Assignment Presentations
On four Thursday afternoons (weeks 3, 4, 6, and 7 of the course) there will be group presentation sessions for the assignments. It is compulsory to hold one presentation of an assignment. After forming a group, you need to register for one of the presentation groups in the People section. The first four groups will present an assignment from the first topic in the first session, and so on.
Literature
The primary course literature for this course is Computational Statistics with R by professor Niels Richard Hansen. It is provided for free online at https://cswr.nrhstat.org. We will also use parts of the book Advanced R (second edition) by Hadley Wickham, which is also available for free online at https://adv-r.hadley.nz
R
The course will use R as a programming language. We expect you to have a basic grasp of R, but in case you feel the need to refresh your knowledge of the R basics, please take a look at Hands-On Programming with R by Garrett Grolemund, which is a short and beginner-friendly introduction to the basics of R. We also assume that you have a good grasp of the content of chapters 1-5 in Advanced R on data structures, subsetting and control flows. If not, please consider going over these sections before the course starts or during the first week.
If you haven’t already, you need to install R and RStudio on your computer. Instructions on how to do so can be found at here.
We will not enforce (nor teach) a specific coding style, but recommend that you take a look at the Tidyverse style guide, which is used widely throughout the R community. Using these simple rules consistently (this holds for the spacing rules for infix operators in particular) makes life a lot easier for everybody.
Examination
The course is graded on a 7-point scale. During the course a total of eight assignments will be given within four different topics. You need to select one assignment from each topic and prepare a solution for that assignment for the exam. That is, you need to prepare solutions of four assignments in total.

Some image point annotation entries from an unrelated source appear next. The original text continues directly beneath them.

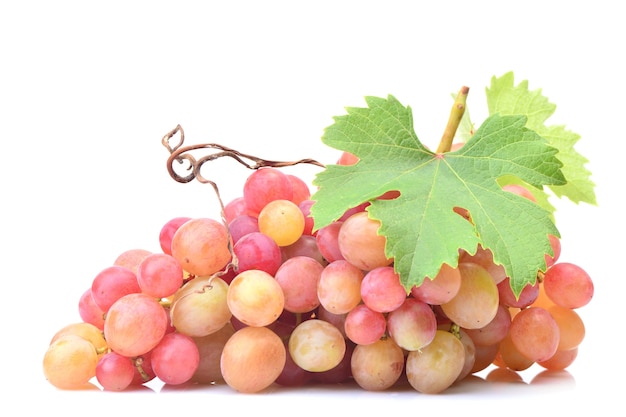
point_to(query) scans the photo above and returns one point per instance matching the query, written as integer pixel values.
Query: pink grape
(257, 251)
(360, 244)
(568, 285)
(441, 289)
(364, 325)
(535, 333)
(175, 359)
(237, 207)
(201, 246)
(377, 366)
(305, 207)
(135, 324)
(305, 246)
(111, 284)
(167, 233)
(115, 372)
(242, 225)
(494, 331)
(339, 287)
(252, 359)
(265, 185)
(131, 258)
(160, 275)
(412, 325)
(328, 241)
(529, 294)
(299, 277)
(300, 189)
(89, 311)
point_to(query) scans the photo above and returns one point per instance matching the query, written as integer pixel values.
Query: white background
(87, 90)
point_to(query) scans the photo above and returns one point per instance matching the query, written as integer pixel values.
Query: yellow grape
(87, 331)
(201, 246)
(70, 362)
(210, 348)
(255, 298)
(377, 366)
(252, 359)
(476, 303)
(199, 308)
(360, 244)
(316, 345)
(283, 221)
(435, 367)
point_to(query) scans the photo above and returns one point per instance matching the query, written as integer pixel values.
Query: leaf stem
(456, 114)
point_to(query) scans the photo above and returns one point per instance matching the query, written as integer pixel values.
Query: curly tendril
(182, 154)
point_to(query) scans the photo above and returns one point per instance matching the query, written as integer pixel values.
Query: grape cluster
(260, 298)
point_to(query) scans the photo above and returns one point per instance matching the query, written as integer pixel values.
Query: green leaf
(421, 227)
(505, 98)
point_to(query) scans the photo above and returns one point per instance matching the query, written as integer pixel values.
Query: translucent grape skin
(89, 311)
(283, 221)
(135, 324)
(377, 366)
(252, 359)
(175, 359)
(201, 246)
(476, 303)
(509, 356)
(381, 289)
(255, 298)
(70, 362)
(298, 278)
(131, 258)
(160, 275)
(167, 233)
(364, 326)
(115, 372)
(568, 285)
(327, 239)
(412, 326)
(300, 189)
(200, 307)
(87, 331)
(495, 331)
(316, 345)
(571, 327)
(292, 375)
(529, 294)
(265, 185)
(560, 360)
(437, 366)
(360, 244)
(112, 283)
(339, 287)
(441, 289)
(210, 348)
(305, 246)
(242, 225)
(256, 250)
(535, 333)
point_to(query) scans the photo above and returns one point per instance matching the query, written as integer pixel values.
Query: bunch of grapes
(261, 298)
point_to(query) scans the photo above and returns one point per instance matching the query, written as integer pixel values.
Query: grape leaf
(505, 98)
(422, 229)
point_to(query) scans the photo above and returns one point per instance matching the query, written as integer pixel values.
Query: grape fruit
(262, 298)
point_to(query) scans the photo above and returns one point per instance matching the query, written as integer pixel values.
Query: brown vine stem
(182, 154)
(456, 114)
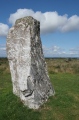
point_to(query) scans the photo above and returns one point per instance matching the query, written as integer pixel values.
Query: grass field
(64, 75)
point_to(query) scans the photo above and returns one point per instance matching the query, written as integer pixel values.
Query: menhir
(27, 64)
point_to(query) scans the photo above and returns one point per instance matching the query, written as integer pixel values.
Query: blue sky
(59, 22)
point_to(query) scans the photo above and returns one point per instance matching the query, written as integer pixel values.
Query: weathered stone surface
(27, 64)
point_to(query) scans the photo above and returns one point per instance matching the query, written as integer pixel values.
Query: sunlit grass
(63, 106)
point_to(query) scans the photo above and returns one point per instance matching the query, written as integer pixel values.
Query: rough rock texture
(27, 64)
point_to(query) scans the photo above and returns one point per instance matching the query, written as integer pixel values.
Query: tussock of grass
(63, 106)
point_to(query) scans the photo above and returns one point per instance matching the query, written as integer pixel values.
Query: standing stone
(27, 64)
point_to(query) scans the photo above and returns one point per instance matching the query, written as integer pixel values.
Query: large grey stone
(27, 64)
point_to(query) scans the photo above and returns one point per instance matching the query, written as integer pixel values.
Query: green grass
(63, 106)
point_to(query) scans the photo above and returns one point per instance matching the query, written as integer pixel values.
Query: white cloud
(3, 29)
(74, 51)
(71, 24)
(49, 21)
(2, 51)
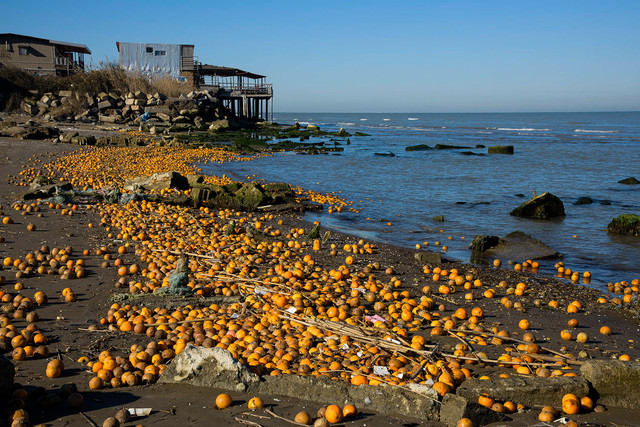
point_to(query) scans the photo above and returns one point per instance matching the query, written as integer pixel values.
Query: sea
(571, 155)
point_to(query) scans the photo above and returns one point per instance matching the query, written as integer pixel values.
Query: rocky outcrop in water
(628, 225)
(544, 206)
(518, 246)
(501, 149)
(482, 242)
(629, 181)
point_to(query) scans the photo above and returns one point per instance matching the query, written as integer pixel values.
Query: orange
(223, 401)
(333, 414)
(349, 411)
(254, 403)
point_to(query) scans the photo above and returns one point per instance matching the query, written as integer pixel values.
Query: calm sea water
(568, 154)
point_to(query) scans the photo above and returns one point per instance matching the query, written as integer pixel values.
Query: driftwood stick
(274, 415)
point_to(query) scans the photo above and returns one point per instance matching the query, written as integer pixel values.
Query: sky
(374, 56)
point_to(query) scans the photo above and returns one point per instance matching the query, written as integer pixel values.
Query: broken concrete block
(158, 181)
(7, 372)
(455, 407)
(209, 367)
(529, 391)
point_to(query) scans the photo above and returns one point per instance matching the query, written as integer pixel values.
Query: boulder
(29, 108)
(199, 123)
(158, 181)
(39, 182)
(482, 242)
(194, 179)
(7, 372)
(209, 367)
(626, 224)
(279, 192)
(584, 201)
(501, 149)
(449, 147)
(35, 131)
(250, 196)
(67, 136)
(428, 257)
(84, 140)
(181, 119)
(518, 245)
(615, 381)
(544, 206)
(629, 181)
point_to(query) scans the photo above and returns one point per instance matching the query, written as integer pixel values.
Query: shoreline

At the oral examination, we will randomly select one of the four topics and you will give the presentation that you have prepared for that topic (based on the assignment that you have chosen). The presentation is followed by a discussion with the examinator regarding the topics of the course. The grade is based on both the presentation itself and the discussion.
Learning Outcomes
Knowledge
Knowledge of
- fundamental algorithms for statistical computations and
- R packages that implement some of these algorithms or are useful for developing novel implementations.
Skills
Ability to implement, test, debug, benchmark, profile and optimize statistical software.
Competence
Ability to
- select appropriate numerical algorithms for statistical computations and
- evaluate implementations in terms of correctness, robustness, accuracy and memory and speed efficiency.